ReviewGABAA receptor-acting neurosteroids: A role in the development and regulation of the stress response

•GABAA receptors (GABAARs) curtail stress-induced activation of the HPA axis.•Stressful challenges evoke de novo brain synthesis of GABAAR-active neurosteroids (NS).•NS inhibit the output of CRF-releasing neurones of the hypothalamus.•NS actions in the hypothalamus are blunted in rodent models of early-life adversity.•NS may be important molecular messengers in the programming of the stress-response.

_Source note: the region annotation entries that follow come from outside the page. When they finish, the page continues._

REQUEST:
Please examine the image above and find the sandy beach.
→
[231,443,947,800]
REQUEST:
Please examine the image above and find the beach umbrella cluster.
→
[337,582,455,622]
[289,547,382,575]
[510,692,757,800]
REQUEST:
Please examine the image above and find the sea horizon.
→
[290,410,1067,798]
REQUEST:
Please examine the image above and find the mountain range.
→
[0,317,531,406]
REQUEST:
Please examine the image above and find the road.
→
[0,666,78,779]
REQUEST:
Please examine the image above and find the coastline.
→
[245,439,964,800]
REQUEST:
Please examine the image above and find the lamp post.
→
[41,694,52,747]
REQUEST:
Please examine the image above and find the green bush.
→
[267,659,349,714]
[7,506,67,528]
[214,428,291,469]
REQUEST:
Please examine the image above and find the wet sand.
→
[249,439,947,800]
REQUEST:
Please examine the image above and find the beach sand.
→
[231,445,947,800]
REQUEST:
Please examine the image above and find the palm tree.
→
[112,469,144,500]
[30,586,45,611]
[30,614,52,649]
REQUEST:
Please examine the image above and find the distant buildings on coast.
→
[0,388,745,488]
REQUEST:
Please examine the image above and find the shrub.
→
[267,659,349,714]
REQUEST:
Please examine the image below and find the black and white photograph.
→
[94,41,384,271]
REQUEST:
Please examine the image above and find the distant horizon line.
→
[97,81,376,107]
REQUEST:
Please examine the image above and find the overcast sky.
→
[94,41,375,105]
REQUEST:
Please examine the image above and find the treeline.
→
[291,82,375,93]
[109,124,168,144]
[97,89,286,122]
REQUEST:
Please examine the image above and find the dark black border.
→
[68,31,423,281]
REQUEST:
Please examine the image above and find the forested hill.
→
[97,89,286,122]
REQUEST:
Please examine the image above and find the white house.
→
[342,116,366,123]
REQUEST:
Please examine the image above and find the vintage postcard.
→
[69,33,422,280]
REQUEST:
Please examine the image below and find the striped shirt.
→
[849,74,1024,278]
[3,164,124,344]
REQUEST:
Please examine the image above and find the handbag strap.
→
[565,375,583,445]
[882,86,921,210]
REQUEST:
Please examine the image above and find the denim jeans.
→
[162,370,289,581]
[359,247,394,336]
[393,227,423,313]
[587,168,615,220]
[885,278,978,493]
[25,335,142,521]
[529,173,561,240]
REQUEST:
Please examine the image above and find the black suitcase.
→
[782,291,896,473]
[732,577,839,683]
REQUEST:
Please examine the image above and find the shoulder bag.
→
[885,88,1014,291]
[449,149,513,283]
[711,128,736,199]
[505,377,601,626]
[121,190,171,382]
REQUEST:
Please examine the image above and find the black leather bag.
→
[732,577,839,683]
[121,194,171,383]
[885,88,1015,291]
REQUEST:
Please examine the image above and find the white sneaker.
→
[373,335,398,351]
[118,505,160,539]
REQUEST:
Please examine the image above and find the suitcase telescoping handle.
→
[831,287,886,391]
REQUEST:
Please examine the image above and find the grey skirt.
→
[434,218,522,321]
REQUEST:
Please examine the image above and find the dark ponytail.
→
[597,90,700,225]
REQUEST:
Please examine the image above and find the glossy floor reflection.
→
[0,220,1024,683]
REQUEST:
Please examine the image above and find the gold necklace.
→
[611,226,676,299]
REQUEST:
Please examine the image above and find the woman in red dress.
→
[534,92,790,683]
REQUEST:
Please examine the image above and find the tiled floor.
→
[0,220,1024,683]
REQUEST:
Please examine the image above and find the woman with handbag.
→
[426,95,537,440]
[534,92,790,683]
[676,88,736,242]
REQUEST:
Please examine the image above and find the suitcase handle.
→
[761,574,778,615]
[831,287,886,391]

Regulation of hypothalamic-pituitary-adrenocortical (HPA) axis activity by stress is a fundamental survival mechanism and HPA-dysfunction is implicated in psychiatric disorders. Adverse early life experiences, e.g. poor maternal care, negatively influence brain development and programs an abnormal stress response by encoding long-lasting molecular changes, which may extend to the next generation. How HPA-dysfunction leads to the development of affective disorders is complex, but may involve GABAA receptors (GABAARs), as they curtail stress-induced HPA axis activation. Of particular interest are endogenous neurosteroids that potently modulate the function of GABAARs and exhibit stress-protective properties. Importantly, neurosteroid levels rise rapidly during acute stress, are perturbed in chronic stress and are implicated in the behavioural changes associated with early-life adversity. We will appraise how GABAAR-active neurosteroids may impact on HPA axis development and the orchestration of the stress-evoked response. The significance of these actions will be discussed in the context of stress-associated mood disorders.